See original GitHub issue

TypeScript 3.7.2 Playground link

Compiler Options:

{
  "compilerOptions": {
    "noImplicitAny": true,
    "strictNullChecks": true,
    "strictFunctionTypes": true,
    "strictPropertyInitialization": true,
    "strictBindCallApply": true,
    "noImplicitThis": true,
    "noImplicitReturns": true,
    "useDefineForClassFields": false,
    "alwaysStrict": true,
    "allowUnreachableCode": false,
    "allowUnusedLabels": false,
    "downlevelIteration": false,
    "noEmitHelpers": false,
    "noLib": false,
    "noStrictGenericChecks": false,
    "noUnusedLocals": false,
    "noUnusedParameters": false,
    "esModuleInterop": true,
    "preserveConstEnums": false,
    "removeComments": false,
    "skipLibCheck": false,
    "checkJs": false,
    "allowJs": false,
    "experimentalDecorators": false,
    "emitDecoratorMetadata": false,
    "target": "ES2017",
    "module": "ESNext"
  }
}

Input:

let i: number | undefined;
i = 0;
let j:number = i+1; // works
(k: number) => k === i+1; // error: Object i is possibly undefined

Output:

"use strict";
let i;
i = 0;
let j = i + 1; // works
(k) => k === i + 1; // error: Object i is possibly undefined

Expected behavior:

The compiler should not complain about the last i+1 because it’s clearly a number type after assigning 0 to it.

I suspect the closure uses the type of i from the let statement and ignores it being narrowed down later on. Is this expected behavior?

Issue Analytics

State:
Created 4 years ago
Reactions:1
Comments:12 (4 by maintainers)

Top GitHub Comments

3reactions

RyanCavanaughcommented, Nov 15, 2019

If I had to draw the most realistic picture of a warning on a closed-over variable that really shouldn’t exist, it’d look like this:

function makeAdder(n?: number) {
  n = n ?? 0;
  return (m: number) => n + m;
}

It seems like the rule is “If a closure is lexically after all assignments to a bare identifier, then the last narrowing can apply”.
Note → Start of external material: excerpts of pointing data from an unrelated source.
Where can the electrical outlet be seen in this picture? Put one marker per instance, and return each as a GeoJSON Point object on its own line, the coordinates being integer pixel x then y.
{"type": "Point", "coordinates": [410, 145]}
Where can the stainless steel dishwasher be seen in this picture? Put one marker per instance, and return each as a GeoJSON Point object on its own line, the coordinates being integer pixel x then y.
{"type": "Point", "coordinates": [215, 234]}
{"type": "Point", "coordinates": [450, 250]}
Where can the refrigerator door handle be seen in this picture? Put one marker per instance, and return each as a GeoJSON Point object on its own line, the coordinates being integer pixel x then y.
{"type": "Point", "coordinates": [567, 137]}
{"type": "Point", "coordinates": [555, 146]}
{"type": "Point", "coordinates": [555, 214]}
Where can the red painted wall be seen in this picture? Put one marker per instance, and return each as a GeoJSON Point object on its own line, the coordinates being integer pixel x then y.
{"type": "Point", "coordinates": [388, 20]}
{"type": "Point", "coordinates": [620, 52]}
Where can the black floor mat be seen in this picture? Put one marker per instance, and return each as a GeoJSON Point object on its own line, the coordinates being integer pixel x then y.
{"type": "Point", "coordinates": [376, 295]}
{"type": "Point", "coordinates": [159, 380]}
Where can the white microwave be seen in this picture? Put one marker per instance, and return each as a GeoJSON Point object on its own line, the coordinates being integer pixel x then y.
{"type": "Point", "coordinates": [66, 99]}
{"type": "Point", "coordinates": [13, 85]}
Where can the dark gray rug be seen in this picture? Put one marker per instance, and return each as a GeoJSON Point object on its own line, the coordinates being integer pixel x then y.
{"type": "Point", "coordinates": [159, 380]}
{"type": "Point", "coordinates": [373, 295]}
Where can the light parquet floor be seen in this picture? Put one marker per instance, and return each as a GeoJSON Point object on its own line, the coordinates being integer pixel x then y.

You can break this, though:

function adderWrapper(n?: number) {
  function setValue(v?: number) {
    n = v;
  }
  n = n ?? 0;
  return {
    setValue,
    add: (m: number) => m + n
  }
}
const k = adderWrapper(0);
k.setValue(undefined);
k.add(3); // NaN

So the rule would need to be amended to “All assignments to a bare identifier occur lexically and CFA-before the closure expression”, though possibly that could be broken too.

1reaction

j-oliverascommented, Nov 15, 2019

Duplicate of #9998.

Typescript warns you that the i can be undefined when the function is called:

let i: number | undefined;
i = 0;
let j:number = i+1; // works
const func = (k: number) => k === i + 1; // error: Object i is possibly undefined
i = undefined;
func(3);

Playground.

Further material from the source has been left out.